You don't need to strip the slashes. Unless you are also stripping slashes when these columns are populated, you've actually introduced a security hole -- if for whatever reason you don't have a unique constraint on the username field, and/or you have slashes in the in the stored username or password fields, and their passwords differed only by a slash, you could get one user logged in as another.
You should be using bound parameters to put user data into your SQL, not string concatenation.
Also, you should probably be storing password hashes in your database - not the original plaintext passwords.
Finally, not a security issue, but setting $ausername and $apassword to '' immediately before giving them new values is entirely pointless.
Also, don't store the password in the session. Php session data is stored in the OS tmp/temp directory by default so the data could be viewed by others. Normally, I'll just keep the username in the session and query the database when needed. That avoids problems when a user's information is changed, but the session isn't updated.
(I'm an MSSQL bod, so don't know if any of these points are irrelevant to MySQL)
This isn't really to do with security, just general observations in case helpful:
Don't use SELECT * - list the columns you want back - looks like you only need a_id & last_login. You might add a Blob in that table with their photograph in the future, or personal notes etc. - it will kill performance in all the places where you did SELECT * in the past and didn't need the picture.
I wouldn't do LIMIT 1 - I'd quite like to know if there are DUPs at this point, and raise an error.
I would put the last_login column in another table linked 1:1 with your User / password table. Its a frequent-change item, and if you decide to introduce an Audit table on the user/Password table (i.e. store the old values whenever it changes) having a frequently changing "info" column mucks that up a bit.
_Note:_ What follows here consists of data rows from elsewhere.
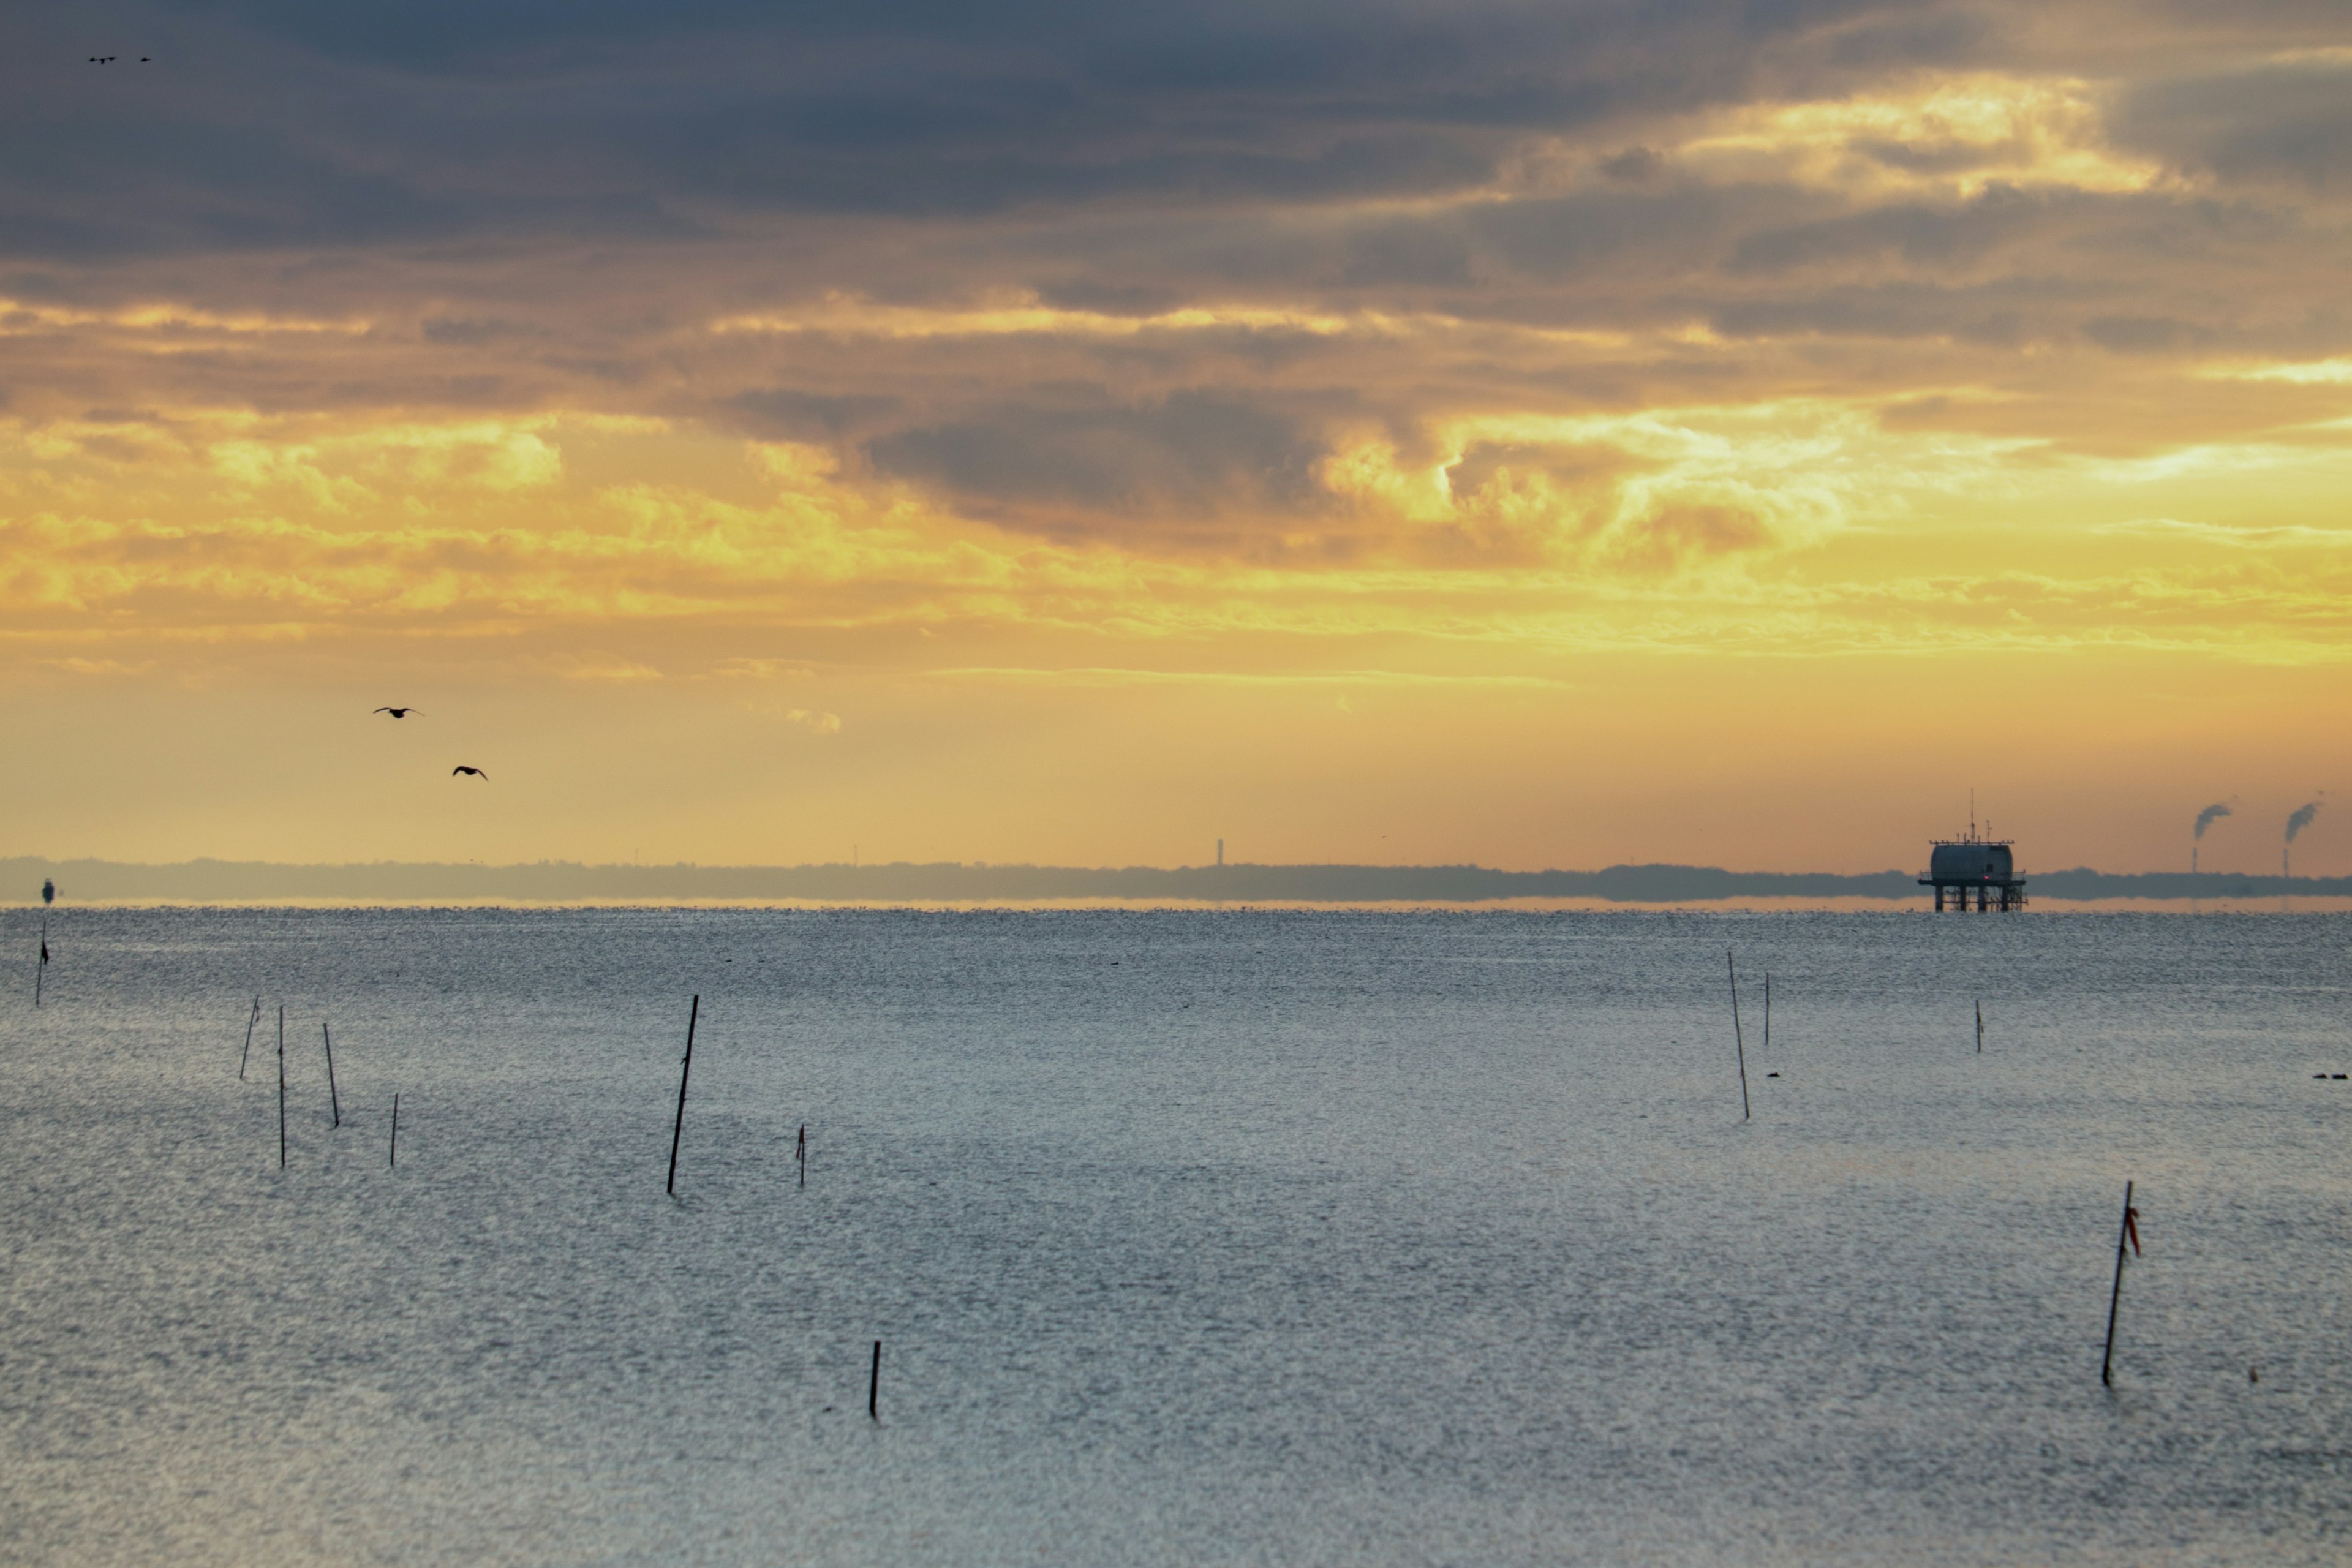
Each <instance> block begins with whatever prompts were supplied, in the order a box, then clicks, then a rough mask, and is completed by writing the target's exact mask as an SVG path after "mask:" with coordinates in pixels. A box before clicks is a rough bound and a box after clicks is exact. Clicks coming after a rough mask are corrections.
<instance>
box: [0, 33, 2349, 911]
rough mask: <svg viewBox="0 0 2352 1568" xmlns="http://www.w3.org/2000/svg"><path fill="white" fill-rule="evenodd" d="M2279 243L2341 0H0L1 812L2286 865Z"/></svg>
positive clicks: (2334, 163) (28, 813)
mask: <svg viewBox="0 0 2352 1568" xmlns="http://www.w3.org/2000/svg"><path fill="white" fill-rule="evenodd" d="M1136 9H1148V14H1129V12H1136ZM92 54H115V61H113V63H103V66H99V63H89V56H92ZM141 54H143V56H148V59H146V61H141V59H139V56H141ZM2347 226H2352V12H2347V7H2345V5H2340V0H2326V2H2321V0H2310V2H2296V0H2246V2H2239V5H2227V7H2213V5H2187V2H2180V5H2161V2H2147V5H2124V2H2110V0H2079V2H2072V0H2056V2H2049V0H2044V2H2037V5H2011V2H2006V0H1976V2H1919V5H1900V2H1870V0H1835V2H1832V0H1823V2H1811V0H1780V2H1748V5H1733V2H1698V0H1689V2H1684V0H1658V2H1646V5H1632V2H1611V5H1595V2H1588V0H1559V2H1550V5H1482V2H1472V5H1399V2H1378V0H1376V2H1359V0H1355V2H1348V5H1338V2H1324V0H1315V2H1289V0H1272V2H1261V5H1185V2H1178V5H1169V7H1077V5H1063V2H1054V0H1009V2H1007V5H995V7H969V5H927V2H920V0H917V2H884V5H833V2H821V5H807V7H774V5H741V2H736V0H687V2H682V5H663V7H652V5H642V2H635V0H633V2H628V5H621V2H619V0H581V2H579V5H543V2H515V0H506V2H501V0H489V2H485V5H456V2H454V0H426V2H421V5H402V7H327V5H315V2H303V5H294V2H292V0H216V2H207V5H193V2H191V5H78V7H12V9H9V12H7V16H0V691H5V715H7V741H9V745H7V764H5V771H0V780H5V783H0V790H5V799H0V804H5V820H7V835H5V842H0V853H45V856H85V853H89V856H108V858H136V860H174V858H188V856H228V858H268V860H374V858H414V860H447V858H482V860H536V858H586V860H626V858H644V860H680V858H684V860H706V863H800V860H847V858H849V856H851V846H856V853H858V856H861V858H866V860H884V858H913V860H929V858H946V860H1042V863H1075V865H1122V863H1160V865H1171V863H1200V860H1207V858H1211V856H1214V842H1216V839H1218V837H1223V839H1225V842H1228V856H1230V858H1237V860H1362V863H1454V860H1477V863H1486V865H1501V867H1519V870H1524V867H1548V865H1559V867H1583V865H1606V863H1616V860H1689V863H1715V865H1731V867H1752V870H1879V867H1891V865H1917V863H1919V860H1924V839H1926V837H1929V835H1931V832H1952V830H1959V827H1962V825H1964V820H1966V811H1969V788H1971V785H1973V788H1976V792H1978V811H1980V813H1987V816H1990V818H1992V825H1994V827H1997V830H1999V832H2002V835H2013V837H2018V839H2020V853H2023V860H2025V865H2027V870H2037V867H2039V870H2049V867H2058V865H2084V863H2089V865H2098V867H2105V870H2178V867H2185V865H2187V856H2190V823H2192V818H2194V816H2197V811H2199V809H2201V806H2206V804H2213V802H2234V813H2232V816H2230V818H2225V820H2220V823H2218V825H2216V827H2213V830H2211V835H2209V837H2206V842H2204V865H2206V867H2209V870H2274V867H2277V863H2279V844H2281V827H2284V818H2286V816H2288V811H2293V809H2296V806H2300V804H2303V802H2307V799H2321V790H2328V792H2333V790H2338V788H2343V785H2345V780H2347V766H2345V764H2347V726H2345V719H2347V703H2345V677H2347V668H2352V665H2347V656H2352V614H2347V609H2352V599H2347V590H2352V505H2347V503H2352V233H2347ZM383 703H414V705H416V708H421V715H419V717H412V719H407V722H393V719H386V717H372V715H369V710H372V708H376V705H383ZM461 762H463V764H475V766H482V769H487V771H489V783H480V780H470V778H449V769H452V766H454V764H461ZM2326 799H2333V797H2326ZM2331 811H2333V806H2328V809H2324V811H2321V813H2319V818H2317V820H2314V823H2312V827H2310V832H2305V835H2303V837H2300V839H2298V844H2296V870H2298V872H2312V875H2352V820H2338V818H2336V816H2331Z"/></svg>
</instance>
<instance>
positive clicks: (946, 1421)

Personally I would want to keep the column naming convention and the SESSION / variable one the same.
admin_id / a_id, LastLogin / last_login
Personally I wouldn't store password in the session unless you need it later on. I would store something to indicate the "permissions" the user has, and then use that to decide if they can view PageX or PageY etc.
All good answers above.
Only one thing I want to add that hasn't been mentioned... I tend to fetch the account password and do a PHP comparison rather than putting the password in the query and looking if the row exists.